On Mon, Jun 22, 2026 at 08:27:12PM +0800, Menglong Dong wrote:
> On 2026/6/22 06:31 Michael S. Tsirkin <[email protected]> write:
> > On Tue, Jun 16, 2026 at 07:59:12PM +0800, Menglong Dong wrote:
> [...]
> > >
> > > + vring_size = virtqueue_get_vring_size(sq->vq);
> > > + need_wakeup = xsk_uses_need_wakeup(pool);
> > > +
> > > + if (need_wakeup && vring_size == sq->vq->num_free)
> > > + xsk_set_tx_need_wakeup(pool);
> > > +
> >
> > why are we doing this here?
> > the check after virtnet_xsk_xmit_batch not enough?
> > I vaguely think it's some kind of race we are closing?

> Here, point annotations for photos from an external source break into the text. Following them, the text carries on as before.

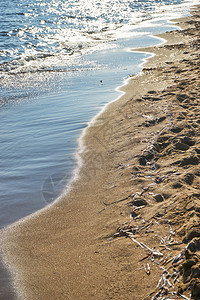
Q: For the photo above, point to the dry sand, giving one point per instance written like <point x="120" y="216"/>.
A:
<point x="139" y="183"/>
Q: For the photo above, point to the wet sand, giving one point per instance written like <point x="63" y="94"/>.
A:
<point x="129" y="227"/>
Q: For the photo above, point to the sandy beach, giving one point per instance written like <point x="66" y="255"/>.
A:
<point x="129" y="227"/>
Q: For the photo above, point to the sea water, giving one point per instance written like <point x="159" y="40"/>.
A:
<point x="60" y="63"/>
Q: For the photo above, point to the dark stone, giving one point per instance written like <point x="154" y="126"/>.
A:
<point x="189" y="161"/>
<point x="181" y="146"/>
<point x="139" y="202"/>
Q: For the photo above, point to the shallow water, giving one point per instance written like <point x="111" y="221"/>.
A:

> > Pls add a comment to explain.
>
> Hi, Michael. Thanks for your review.
>
> Yeah, it's for a race condition between user space and kernel
> space. I added a comment in V2, which is too confusing, and
> I removed it 😢. I'll make it more clear and add it in the V4. The
> origin comment is:
>
> * If the sq->vq is empty, and the tx ring is empty, and the user
> * submit an entry to the tx ring after virtnet_xsk_xmit_batch() and
> * before xsk_set_tx_need_wakeup(), we will lose the chance to wake
> * up the tx napi, so we have to set the need_wakeup flag here.
>
> And the logic is like this:
>
> Kernel: tx NAPI is waked up from skb_xmit_done() ->
> Kernel: sq->vq and xsk->tx_ring are both empty ->
> Kernel: call virtnet_xsk_xmit_batch()
>
> User: submit a entry to the xsk->tx_ring
> User: check the wakeup flag
> User: wakeup flag is not set, skip send()
>
> Kernel: call xsk_set_tx_need_wakeup(), because sq->vq is empty
>
> If we don't send more data, the data in the xsk->tx_ring will
> not be sent forever.
I'm not 100% sure I understand, but when someone fixes cross-CPU races
with no synchronization or CPU memory barriers just with extra checks,
this always gives me pause.
AI helped write this for me, for example:
1. Kernel: xsk_set_tx_need_wakeup stores NEED_WAKEUP (sits in store buffer)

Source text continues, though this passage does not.